Еще? Что же могло случиться ЕЩЕ?
— Ничего… Можете их в унитаз…
— Что? Что ты сказал?
— Все.
— Как это — все?
— Ну, дипломы эти… Утопите в унитазе.
— Ну… дружочек… Такою цинизма и неуважения…
— Помогай вам бог!.. Привет Сонате!
И грохнул трубку, и мазанул ладонью по упавшим на глаза волосам, и огляделся — где же он? Как и несколько минут назад. И опять, как несколько минут назад, взрывая наступившую внезапно, тысячами реактивных самолетов, — нет, нет: мириадами вечно дрожащих, вибрирующих, воющих космических тел и частиц клокочущую тишину, — снова где-то, как бы внутри него, настырно и требовательно заверещал телефон —
…Но, может, то было не в один и тот же день, Бриг? Скажем, через неделю, две?
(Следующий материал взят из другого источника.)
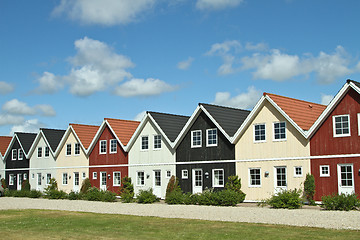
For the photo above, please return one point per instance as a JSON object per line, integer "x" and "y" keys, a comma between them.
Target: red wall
{"x": 120, "y": 157}
{"x": 323, "y": 143}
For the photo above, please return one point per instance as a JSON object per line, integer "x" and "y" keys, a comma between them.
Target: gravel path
{"x": 312, "y": 217}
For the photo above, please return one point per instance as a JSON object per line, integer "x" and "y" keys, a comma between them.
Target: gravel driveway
{"x": 312, "y": 217}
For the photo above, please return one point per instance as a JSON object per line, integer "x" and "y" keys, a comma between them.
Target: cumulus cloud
{"x": 105, "y": 12}
{"x": 245, "y": 100}
{"x": 141, "y": 87}
{"x": 217, "y": 4}
{"x": 184, "y": 65}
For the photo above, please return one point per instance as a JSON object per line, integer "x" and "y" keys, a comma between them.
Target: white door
{"x": 280, "y": 179}
{"x": 103, "y": 180}
{"x": 346, "y": 179}
{"x": 197, "y": 180}
{"x": 76, "y": 182}
{"x": 157, "y": 183}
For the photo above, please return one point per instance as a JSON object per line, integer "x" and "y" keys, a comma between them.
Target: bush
{"x": 343, "y": 202}
{"x": 146, "y": 196}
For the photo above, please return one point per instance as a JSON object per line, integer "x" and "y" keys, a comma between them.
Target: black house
{"x": 17, "y": 161}
{"x": 207, "y": 137}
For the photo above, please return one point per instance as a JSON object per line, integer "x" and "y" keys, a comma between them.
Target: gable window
{"x": 259, "y": 133}
{"x": 280, "y": 131}
{"x": 14, "y": 154}
{"x": 196, "y": 138}
{"x": 341, "y": 126}
{"x": 68, "y": 149}
{"x": 157, "y": 142}
{"x": 113, "y": 146}
{"x": 211, "y": 135}
{"x": 103, "y": 147}
{"x": 255, "y": 177}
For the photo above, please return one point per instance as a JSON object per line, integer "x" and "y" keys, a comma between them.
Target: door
{"x": 346, "y": 179}
{"x": 76, "y": 182}
{"x": 102, "y": 180}
{"x": 197, "y": 180}
{"x": 280, "y": 179}
{"x": 157, "y": 183}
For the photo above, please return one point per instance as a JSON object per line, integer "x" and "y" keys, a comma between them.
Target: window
{"x": 196, "y": 138}
{"x": 298, "y": 171}
{"x": 47, "y": 152}
{"x": 218, "y": 177}
{"x": 20, "y": 154}
{"x": 341, "y": 126}
{"x": 157, "y": 142}
{"x": 77, "y": 149}
{"x": 103, "y": 147}
{"x": 14, "y": 154}
{"x": 113, "y": 146}
{"x": 255, "y": 177}
{"x": 64, "y": 178}
{"x": 280, "y": 131}
{"x": 68, "y": 149}
{"x": 259, "y": 133}
{"x": 211, "y": 135}
{"x": 116, "y": 179}
{"x": 144, "y": 143}
{"x": 140, "y": 180}
{"x": 184, "y": 174}
{"x": 324, "y": 171}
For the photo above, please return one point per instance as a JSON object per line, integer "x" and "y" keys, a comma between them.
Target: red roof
{"x": 124, "y": 129}
{"x": 303, "y": 113}
{"x": 85, "y": 133}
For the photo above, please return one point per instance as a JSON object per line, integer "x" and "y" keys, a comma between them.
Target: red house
{"x": 107, "y": 148}
{"x": 337, "y": 132}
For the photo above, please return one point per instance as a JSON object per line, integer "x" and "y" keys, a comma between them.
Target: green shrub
{"x": 343, "y": 202}
{"x": 146, "y": 196}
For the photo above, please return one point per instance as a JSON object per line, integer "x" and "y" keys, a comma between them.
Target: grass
{"x": 43, "y": 224}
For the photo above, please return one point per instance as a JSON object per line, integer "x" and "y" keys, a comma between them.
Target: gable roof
{"x": 300, "y": 114}
{"x": 350, "y": 84}
{"x": 226, "y": 119}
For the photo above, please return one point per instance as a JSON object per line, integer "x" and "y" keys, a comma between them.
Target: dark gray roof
{"x": 230, "y": 119}
{"x": 53, "y": 136}
{"x": 26, "y": 140}
{"x": 169, "y": 123}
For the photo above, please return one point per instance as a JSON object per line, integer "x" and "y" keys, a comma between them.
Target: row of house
{"x": 271, "y": 148}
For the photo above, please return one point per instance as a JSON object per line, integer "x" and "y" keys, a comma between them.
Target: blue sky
{"x": 78, "y": 61}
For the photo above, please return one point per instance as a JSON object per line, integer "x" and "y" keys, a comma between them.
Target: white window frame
{"x": 250, "y": 183}
{"x": 325, "y": 174}
{"x": 254, "y": 132}
{"x": 334, "y": 126}
{"x": 116, "y": 184}
{"x": 192, "y": 139}
{"x": 111, "y": 145}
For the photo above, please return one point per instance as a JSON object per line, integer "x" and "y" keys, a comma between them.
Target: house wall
{"x": 164, "y": 155}
{"x": 295, "y": 145}
{"x": 95, "y": 158}
{"x": 72, "y": 164}
{"x": 324, "y": 143}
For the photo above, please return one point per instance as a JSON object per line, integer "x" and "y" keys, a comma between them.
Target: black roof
{"x": 230, "y": 119}
{"x": 169, "y": 123}
{"x": 53, "y": 136}
{"x": 26, "y": 140}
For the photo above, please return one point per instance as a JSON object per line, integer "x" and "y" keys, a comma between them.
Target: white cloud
{"x": 245, "y": 100}
{"x": 217, "y": 4}
{"x": 185, "y": 64}
{"x": 141, "y": 87}
{"x": 105, "y": 12}
{"x": 5, "y": 88}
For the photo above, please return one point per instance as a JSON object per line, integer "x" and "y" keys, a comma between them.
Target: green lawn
{"x": 35, "y": 224}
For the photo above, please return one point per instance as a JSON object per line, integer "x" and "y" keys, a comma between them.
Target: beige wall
{"x": 295, "y": 145}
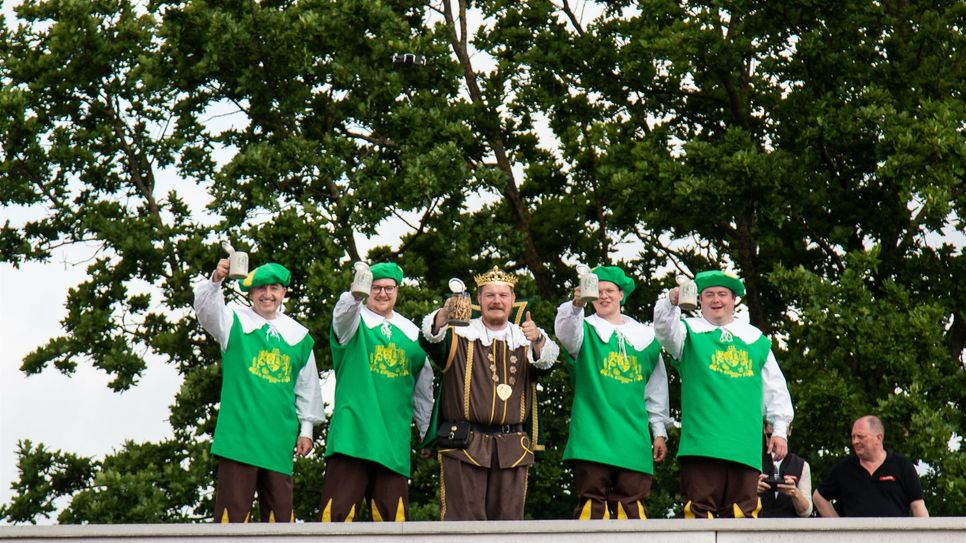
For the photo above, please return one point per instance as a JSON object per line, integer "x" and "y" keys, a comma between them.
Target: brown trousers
{"x": 349, "y": 480}
{"x": 473, "y": 492}
{"x": 606, "y": 492}
{"x": 236, "y": 487}
{"x": 718, "y": 488}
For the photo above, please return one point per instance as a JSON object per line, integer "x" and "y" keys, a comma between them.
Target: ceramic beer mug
{"x": 237, "y": 262}
{"x": 361, "y": 280}
{"x": 687, "y": 293}
{"x": 461, "y": 309}
{"x": 588, "y": 284}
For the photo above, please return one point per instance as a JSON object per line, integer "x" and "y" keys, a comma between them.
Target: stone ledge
{"x": 812, "y": 530}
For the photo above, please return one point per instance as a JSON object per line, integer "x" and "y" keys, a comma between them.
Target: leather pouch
{"x": 453, "y": 435}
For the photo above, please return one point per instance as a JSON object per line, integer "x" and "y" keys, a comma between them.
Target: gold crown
{"x": 495, "y": 276}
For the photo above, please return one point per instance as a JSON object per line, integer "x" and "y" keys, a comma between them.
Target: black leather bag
{"x": 453, "y": 435}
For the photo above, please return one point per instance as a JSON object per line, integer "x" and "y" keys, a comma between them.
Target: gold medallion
{"x": 504, "y": 391}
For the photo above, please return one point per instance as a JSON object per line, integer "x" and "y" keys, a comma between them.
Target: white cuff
{"x": 306, "y": 430}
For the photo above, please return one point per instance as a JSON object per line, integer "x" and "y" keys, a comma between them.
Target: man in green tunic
{"x": 381, "y": 376}
{"x": 620, "y": 385}
{"x": 729, "y": 379}
{"x": 270, "y": 394}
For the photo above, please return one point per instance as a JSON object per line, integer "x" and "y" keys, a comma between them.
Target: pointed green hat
{"x": 716, "y": 278}
{"x": 387, "y": 270}
{"x": 266, "y": 274}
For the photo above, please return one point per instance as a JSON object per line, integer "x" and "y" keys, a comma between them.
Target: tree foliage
{"x": 816, "y": 149}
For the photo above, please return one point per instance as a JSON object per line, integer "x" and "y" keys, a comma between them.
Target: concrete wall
{"x": 814, "y": 530}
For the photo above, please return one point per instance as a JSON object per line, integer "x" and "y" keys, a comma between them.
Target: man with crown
{"x": 270, "y": 394}
{"x": 381, "y": 375}
{"x": 620, "y": 387}
{"x": 729, "y": 379}
{"x": 487, "y": 402}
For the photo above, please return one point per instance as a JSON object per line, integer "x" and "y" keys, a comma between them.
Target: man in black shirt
{"x": 872, "y": 483}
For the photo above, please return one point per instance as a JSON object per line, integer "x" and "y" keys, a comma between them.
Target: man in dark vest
{"x": 794, "y": 497}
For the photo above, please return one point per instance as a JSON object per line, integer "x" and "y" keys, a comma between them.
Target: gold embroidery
{"x": 468, "y": 380}
{"x": 272, "y": 366}
{"x": 622, "y": 367}
{"x": 388, "y": 360}
{"x": 442, "y": 487}
{"x": 732, "y": 362}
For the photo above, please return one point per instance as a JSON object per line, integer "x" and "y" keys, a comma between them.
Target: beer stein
{"x": 687, "y": 293}
{"x": 237, "y": 262}
{"x": 461, "y": 309}
{"x": 361, "y": 281}
{"x": 588, "y": 284}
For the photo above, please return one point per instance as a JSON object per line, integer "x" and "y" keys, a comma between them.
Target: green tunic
{"x": 609, "y": 422}
{"x": 257, "y": 424}
{"x": 721, "y": 396}
{"x": 375, "y": 376}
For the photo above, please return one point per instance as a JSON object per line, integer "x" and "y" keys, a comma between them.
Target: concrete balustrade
{"x": 814, "y": 530}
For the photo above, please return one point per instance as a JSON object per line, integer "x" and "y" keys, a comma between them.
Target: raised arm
{"x": 210, "y": 307}
{"x": 668, "y": 328}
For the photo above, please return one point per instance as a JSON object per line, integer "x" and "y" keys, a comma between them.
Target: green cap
{"x": 618, "y": 277}
{"x": 266, "y": 274}
{"x": 387, "y": 270}
{"x": 716, "y": 278}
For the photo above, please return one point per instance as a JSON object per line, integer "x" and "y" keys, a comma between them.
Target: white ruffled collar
{"x": 746, "y": 332}
{"x": 373, "y": 319}
{"x": 291, "y": 331}
{"x": 634, "y": 332}
{"x": 478, "y": 331}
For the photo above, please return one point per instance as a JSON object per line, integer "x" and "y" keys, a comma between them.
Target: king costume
{"x": 270, "y": 396}
{"x": 489, "y": 388}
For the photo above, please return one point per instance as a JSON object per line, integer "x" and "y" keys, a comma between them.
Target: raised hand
{"x": 221, "y": 271}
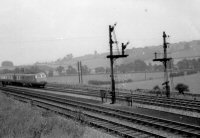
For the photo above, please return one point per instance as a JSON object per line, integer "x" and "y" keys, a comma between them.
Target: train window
{"x": 38, "y": 76}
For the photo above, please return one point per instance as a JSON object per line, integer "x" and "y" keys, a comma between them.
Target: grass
{"x": 18, "y": 120}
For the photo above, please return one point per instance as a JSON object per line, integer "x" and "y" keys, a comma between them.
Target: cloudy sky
{"x": 44, "y": 30}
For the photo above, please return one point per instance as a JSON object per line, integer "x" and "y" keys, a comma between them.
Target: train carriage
{"x": 36, "y": 80}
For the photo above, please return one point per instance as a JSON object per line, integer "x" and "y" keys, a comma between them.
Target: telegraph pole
{"x": 79, "y": 79}
{"x": 81, "y": 72}
{"x": 112, "y": 58}
{"x": 164, "y": 60}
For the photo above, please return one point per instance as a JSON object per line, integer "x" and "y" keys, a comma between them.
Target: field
{"x": 140, "y": 80}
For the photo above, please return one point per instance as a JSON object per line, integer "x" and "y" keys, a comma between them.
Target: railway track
{"x": 95, "y": 121}
{"x": 181, "y": 104}
{"x": 182, "y": 129}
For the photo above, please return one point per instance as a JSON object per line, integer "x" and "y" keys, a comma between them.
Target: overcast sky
{"x": 44, "y": 30}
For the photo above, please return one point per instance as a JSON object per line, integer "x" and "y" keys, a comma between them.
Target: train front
{"x": 41, "y": 79}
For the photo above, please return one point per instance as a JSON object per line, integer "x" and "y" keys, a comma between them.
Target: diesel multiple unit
{"x": 29, "y": 80}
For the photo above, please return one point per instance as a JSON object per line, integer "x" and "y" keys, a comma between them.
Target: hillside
{"x": 177, "y": 51}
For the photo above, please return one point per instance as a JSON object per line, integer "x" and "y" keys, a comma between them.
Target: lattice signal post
{"x": 112, "y": 58}
{"x": 164, "y": 60}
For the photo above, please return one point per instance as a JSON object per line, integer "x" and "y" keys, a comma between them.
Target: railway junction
{"x": 120, "y": 120}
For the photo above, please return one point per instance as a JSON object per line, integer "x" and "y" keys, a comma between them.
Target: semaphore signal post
{"x": 112, "y": 58}
{"x": 164, "y": 60}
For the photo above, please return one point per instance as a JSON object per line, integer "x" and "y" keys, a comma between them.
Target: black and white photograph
{"x": 99, "y": 69}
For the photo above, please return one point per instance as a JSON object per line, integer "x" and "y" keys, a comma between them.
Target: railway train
{"x": 28, "y": 80}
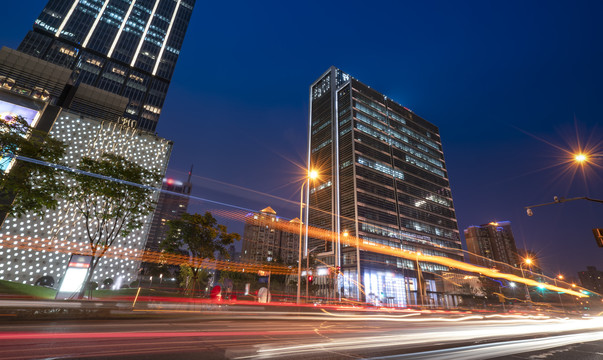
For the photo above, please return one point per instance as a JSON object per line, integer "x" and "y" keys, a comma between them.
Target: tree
{"x": 202, "y": 236}
{"x": 28, "y": 186}
{"x": 111, "y": 209}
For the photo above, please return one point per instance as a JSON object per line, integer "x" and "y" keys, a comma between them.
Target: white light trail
{"x": 75, "y": 2}
{"x": 167, "y": 36}
{"x": 121, "y": 28}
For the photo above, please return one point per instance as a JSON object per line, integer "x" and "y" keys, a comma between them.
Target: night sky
{"x": 512, "y": 86}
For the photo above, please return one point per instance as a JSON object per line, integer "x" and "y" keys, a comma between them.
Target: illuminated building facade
{"x": 62, "y": 229}
{"x": 491, "y": 244}
{"x": 125, "y": 47}
{"x": 383, "y": 179}
{"x": 264, "y": 240}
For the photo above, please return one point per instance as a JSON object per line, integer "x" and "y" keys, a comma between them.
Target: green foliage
{"x": 239, "y": 279}
{"x": 188, "y": 280}
{"x": 202, "y": 236}
{"x": 34, "y": 187}
{"x": 111, "y": 209}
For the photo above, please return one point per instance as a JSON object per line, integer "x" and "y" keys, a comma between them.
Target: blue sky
{"x": 510, "y": 85}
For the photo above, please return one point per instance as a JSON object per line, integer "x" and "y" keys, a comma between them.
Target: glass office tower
{"x": 126, "y": 47}
{"x": 382, "y": 179}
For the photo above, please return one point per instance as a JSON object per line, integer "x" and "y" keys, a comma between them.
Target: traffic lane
{"x": 153, "y": 339}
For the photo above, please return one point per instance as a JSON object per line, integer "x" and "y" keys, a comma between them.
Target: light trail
{"x": 499, "y": 349}
{"x": 319, "y": 234}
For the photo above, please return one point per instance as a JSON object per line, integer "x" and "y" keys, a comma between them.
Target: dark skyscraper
{"x": 382, "y": 178}
{"x": 264, "y": 241}
{"x": 173, "y": 202}
{"x": 126, "y": 47}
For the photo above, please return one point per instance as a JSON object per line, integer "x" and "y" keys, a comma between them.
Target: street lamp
{"x": 312, "y": 174}
{"x": 559, "y": 200}
{"x": 308, "y": 269}
{"x": 527, "y": 261}
{"x": 419, "y": 280}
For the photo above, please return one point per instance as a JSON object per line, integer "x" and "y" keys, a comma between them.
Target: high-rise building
{"x": 264, "y": 240}
{"x": 491, "y": 244}
{"x": 592, "y": 279}
{"x": 172, "y": 203}
{"x": 128, "y": 48}
{"x": 383, "y": 179}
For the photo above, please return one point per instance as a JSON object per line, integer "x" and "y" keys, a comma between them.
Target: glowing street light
{"x": 528, "y": 262}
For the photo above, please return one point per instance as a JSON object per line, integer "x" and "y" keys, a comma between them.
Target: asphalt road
{"x": 304, "y": 336}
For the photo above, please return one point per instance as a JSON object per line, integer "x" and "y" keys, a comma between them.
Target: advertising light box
{"x": 75, "y": 276}
{"x": 8, "y": 113}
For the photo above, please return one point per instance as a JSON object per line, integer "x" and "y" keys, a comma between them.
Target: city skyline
{"x": 483, "y": 105}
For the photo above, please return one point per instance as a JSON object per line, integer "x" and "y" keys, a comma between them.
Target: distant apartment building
{"x": 264, "y": 240}
{"x": 93, "y": 74}
{"x": 173, "y": 202}
{"x": 592, "y": 279}
{"x": 491, "y": 244}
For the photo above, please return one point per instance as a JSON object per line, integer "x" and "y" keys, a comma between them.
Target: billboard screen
{"x": 8, "y": 112}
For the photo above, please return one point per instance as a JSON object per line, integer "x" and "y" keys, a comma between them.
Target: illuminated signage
{"x": 75, "y": 276}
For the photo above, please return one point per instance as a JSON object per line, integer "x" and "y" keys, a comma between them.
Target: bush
{"x": 46, "y": 281}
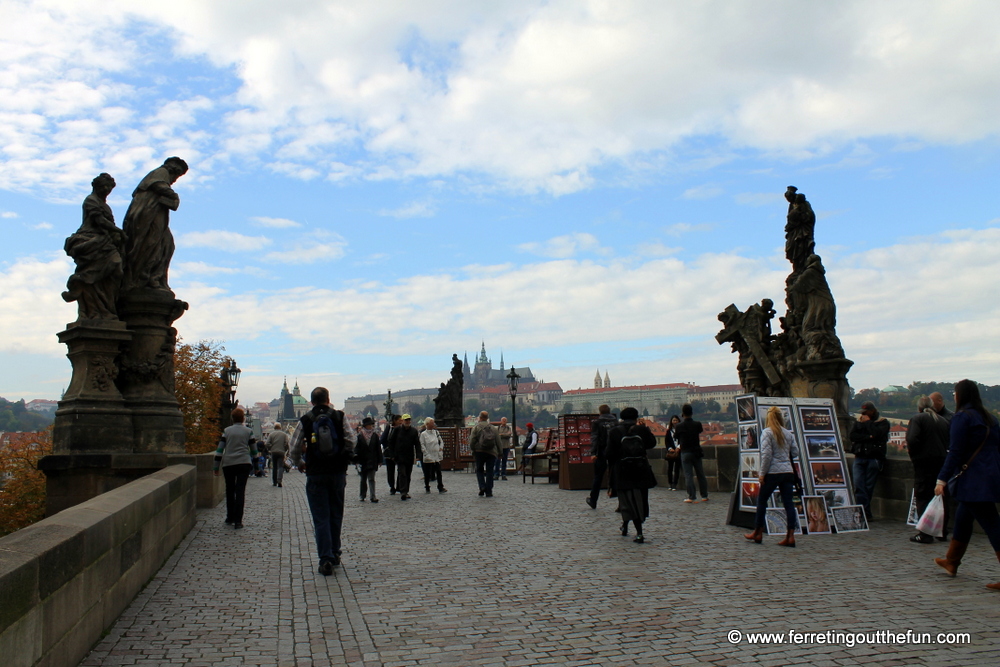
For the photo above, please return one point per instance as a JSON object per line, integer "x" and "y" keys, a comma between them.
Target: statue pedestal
{"x": 92, "y": 414}
{"x": 147, "y": 370}
{"x": 826, "y": 379}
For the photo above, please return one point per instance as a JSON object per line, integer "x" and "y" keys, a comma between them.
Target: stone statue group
{"x": 111, "y": 261}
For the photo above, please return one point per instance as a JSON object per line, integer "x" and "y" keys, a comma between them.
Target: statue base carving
{"x": 92, "y": 414}
{"x": 147, "y": 369}
{"x": 75, "y": 478}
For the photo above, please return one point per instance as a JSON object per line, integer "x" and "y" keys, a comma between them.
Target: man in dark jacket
{"x": 870, "y": 439}
{"x": 405, "y": 446}
{"x": 686, "y": 435}
{"x": 326, "y": 475}
{"x": 600, "y": 428}
{"x": 927, "y": 444}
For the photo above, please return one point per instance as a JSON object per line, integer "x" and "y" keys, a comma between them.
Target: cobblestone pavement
{"x": 532, "y": 576}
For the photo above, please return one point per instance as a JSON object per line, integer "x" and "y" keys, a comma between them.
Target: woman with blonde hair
{"x": 777, "y": 454}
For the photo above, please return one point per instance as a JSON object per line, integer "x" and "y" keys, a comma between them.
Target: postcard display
{"x": 827, "y": 504}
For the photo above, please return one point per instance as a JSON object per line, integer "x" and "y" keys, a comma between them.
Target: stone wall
{"x": 67, "y": 578}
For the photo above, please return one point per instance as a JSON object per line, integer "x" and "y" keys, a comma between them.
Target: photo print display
{"x": 749, "y": 491}
{"x": 850, "y": 519}
{"x": 777, "y": 522}
{"x": 817, "y": 519}
{"x": 816, "y": 419}
{"x": 827, "y": 473}
{"x": 822, "y": 446}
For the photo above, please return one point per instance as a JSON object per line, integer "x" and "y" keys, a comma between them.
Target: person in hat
{"x": 405, "y": 445}
{"x": 870, "y": 439}
{"x": 368, "y": 457}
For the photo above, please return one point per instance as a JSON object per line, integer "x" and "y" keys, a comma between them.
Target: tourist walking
{"x": 971, "y": 473}
{"x": 328, "y": 449}
{"x": 777, "y": 471}
{"x": 432, "y": 448}
{"x": 235, "y": 455}
{"x": 673, "y": 454}
{"x": 927, "y": 445}
{"x": 500, "y": 471}
{"x": 277, "y": 444}
{"x": 485, "y": 445}
{"x": 632, "y": 475}
{"x": 600, "y": 430}
{"x": 368, "y": 457}
{"x": 405, "y": 446}
{"x": 870, "y": 439}
{"x": 686, "y": 435}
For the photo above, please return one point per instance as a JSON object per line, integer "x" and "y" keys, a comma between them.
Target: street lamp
{"x": 512, "y": 379}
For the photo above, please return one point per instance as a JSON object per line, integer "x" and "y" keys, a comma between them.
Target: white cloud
{"x": 417, "y": 209}
{"x": 565, "y": 246}
{"x": 277, "y": 223}
{"x": 219, "y": 239}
Потому что я и жил, и не жил, и был, и не был, как когда-то в Любавасе, в землянке, хотя расхаживал, ел, разговаривал — больше сам с собой; говорил я и с Мартой, Бриг…
«Марта, — сказал я, и ты, Бриг, не смейся надо мной, — я не предал тебя, Марта… Хотя и мог… как могла и ты… За что же мне такая кара, Марта?»
«Нет, Ауримас, ты меня предал…»
«Когда, Марта?»
«Когда поехал в Вильнюс… когда согласился уехать…»
«Но ведь, Марта, тогда…»
«Да, это я тебя подбила, уговорила… увезла… Но если бы ты был настоящим мужчиной…»
«Ну, Марта…»
«Ты мог остаться! Не уезжать! При желании ты бы мог добраться до Вильнюса и без Любаваса…»
«Наверное, нет».
«Ну, без меня… Мог!»
«Да нет же… раз уж мы уехали оба… вместе…»
«Мог!.. Достаточно было попросить у Шачкуса автомат и доказать, что все это неправда… ложь…»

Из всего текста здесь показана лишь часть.